Pet Sematary (1989)
Maine tepelerindeki yeni evlerine yerleşen Creed ailesi için bu sessiz, sakin ve biraz da ıssız mahalle, yepyeni bir başlangıç olacaktır. Büyük, bahçeli evlerini çok seven aile, mahalleye kısa sürede uyum sağlar; her şey, tam da hayal ettikleri gibidir. Ancak bu hayalde yer almayan bir şey, akıllarına bile gelmeyecek korkunç olaylar zincirine doğru onları adım adım sürükler: Evlerinin arkasındaki ormanda bir hayvan mezarlığı yer almaktadır. Bunu öğrenen aile biraz huzursuzlanırken komşuları da her defasında mezarlığın sözünü açmaktan kaçınır. Tuhaf durumlar ve açıklanmayan gerginliklerle, yaklaşan kötücül gücü hissettiren King, hayvan mezarlığının bahsiyle beraber hayal gücünün gerilim dolu kapılarını aralamaya başlar. Nitekim bu mezarlıkta toprak, son nefesin verildiği bir durak değil; kötü ruhun yeniden can bulduğu yerdir.

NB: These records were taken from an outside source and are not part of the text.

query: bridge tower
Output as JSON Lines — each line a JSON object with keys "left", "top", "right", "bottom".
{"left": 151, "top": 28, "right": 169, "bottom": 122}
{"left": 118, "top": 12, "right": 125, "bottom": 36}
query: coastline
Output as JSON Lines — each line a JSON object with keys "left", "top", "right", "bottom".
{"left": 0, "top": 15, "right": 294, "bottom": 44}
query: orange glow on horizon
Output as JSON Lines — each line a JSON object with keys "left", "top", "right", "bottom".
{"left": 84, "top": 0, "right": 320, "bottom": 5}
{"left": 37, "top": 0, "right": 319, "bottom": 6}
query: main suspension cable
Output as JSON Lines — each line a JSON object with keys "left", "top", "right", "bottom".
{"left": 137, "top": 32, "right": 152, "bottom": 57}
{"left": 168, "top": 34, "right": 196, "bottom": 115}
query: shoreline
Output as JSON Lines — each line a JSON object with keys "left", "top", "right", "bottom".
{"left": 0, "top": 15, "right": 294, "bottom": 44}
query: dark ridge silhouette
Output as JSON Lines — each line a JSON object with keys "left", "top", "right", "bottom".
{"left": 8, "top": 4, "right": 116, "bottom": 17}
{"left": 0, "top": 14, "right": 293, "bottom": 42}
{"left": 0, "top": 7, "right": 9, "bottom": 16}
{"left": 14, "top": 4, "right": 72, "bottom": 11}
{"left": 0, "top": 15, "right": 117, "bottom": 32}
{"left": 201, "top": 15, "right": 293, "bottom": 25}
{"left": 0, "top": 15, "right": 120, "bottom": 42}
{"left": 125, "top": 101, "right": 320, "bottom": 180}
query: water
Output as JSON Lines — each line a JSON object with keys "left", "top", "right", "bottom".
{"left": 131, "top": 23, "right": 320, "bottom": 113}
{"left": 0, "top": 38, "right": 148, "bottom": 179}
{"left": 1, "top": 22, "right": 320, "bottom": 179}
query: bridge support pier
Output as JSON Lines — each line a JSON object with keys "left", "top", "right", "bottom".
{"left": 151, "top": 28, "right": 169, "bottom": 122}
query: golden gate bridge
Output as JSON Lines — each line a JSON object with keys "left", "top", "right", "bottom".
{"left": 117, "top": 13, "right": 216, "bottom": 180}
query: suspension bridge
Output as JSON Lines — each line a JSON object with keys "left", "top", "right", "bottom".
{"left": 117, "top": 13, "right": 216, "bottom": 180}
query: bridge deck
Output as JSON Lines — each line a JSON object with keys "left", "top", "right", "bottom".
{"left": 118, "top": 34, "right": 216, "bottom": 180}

Çoğu kitap uyarlamasında izleyicinin, eserin orijinal kaynağına göre şekillenen beklentisi, bir hayal kırıklığına dönüşürken King’in bu yapımı, setini kitapta geçen Maine ile aynı mekâna kurmuştur. Gerçeği bu denli titiz bir çalışmayla yakalayan yapım, ayrıca King’in kendi ifadesiyle kaleme alırken gerçekten korkuya kapıldığı tek romandır.
Misery (1990)
Kurgusal karakterlerin gerçek dünyada tezahür etmeye başladığı nokta, insanın yaratıcı gücünün bir başka rakiple karşılaştığı ve kendi yaratısına karşı korkunun başladığı ilk andır. King de bu korkuyu zekice bir kurguyla örerek özgün bir gerilime daha imza atar.
Ünlü yazar Paul Sheldon, geçirdiği bir trafik kazası sonucu bilincini yitirir. Bu sırada, eskiden hemşire olarak görev yapmış olan ve Sheldon’ın en büyük hayranı olduğunu iddia eden Annie Wilkes, kendine gelip toparlanabilmesi için yazarı dağların arasındaki ıssız evine götürür. Sheldon’ın romanları gizemlidir, karanlıktır ve öldürmekten çekinmez. Ancak yazarın bilmediği şey, gerçeğin, hayal gücünün kurgularından daha acımasız şekillerde kurgulanabileceğidir. Bir yandan yazara ilk yardım müdahalesi yapan, diğer yandan da yazarın son romanını okuma fırsatı bulan Annie, romanda en sevdiği karakterin öldüğünü öğrenince işlerin rengi bambaşka bir hâl alır. Annie’nin romandaki bu karakterle kurduğu takıntılı bağ, Paul’u ölümle tehdit etmesine kadar ulaşan tehlikeli bir boyuta gelir. Bundan sonra da psikopat eğilimleri gittikçe belirginleşen kadın, Paul’u içinden çıkılmaz bir esarete sürükler.
Gerilimin adım adım, sakin ve bir o kadar tehlikeli şekilde yaklaştığı romanın Türkçeye çevirisi, hem kitabın hem de filmin içeriğini tam olarak yansıtan niteliktedir: Ölüm Kitabı.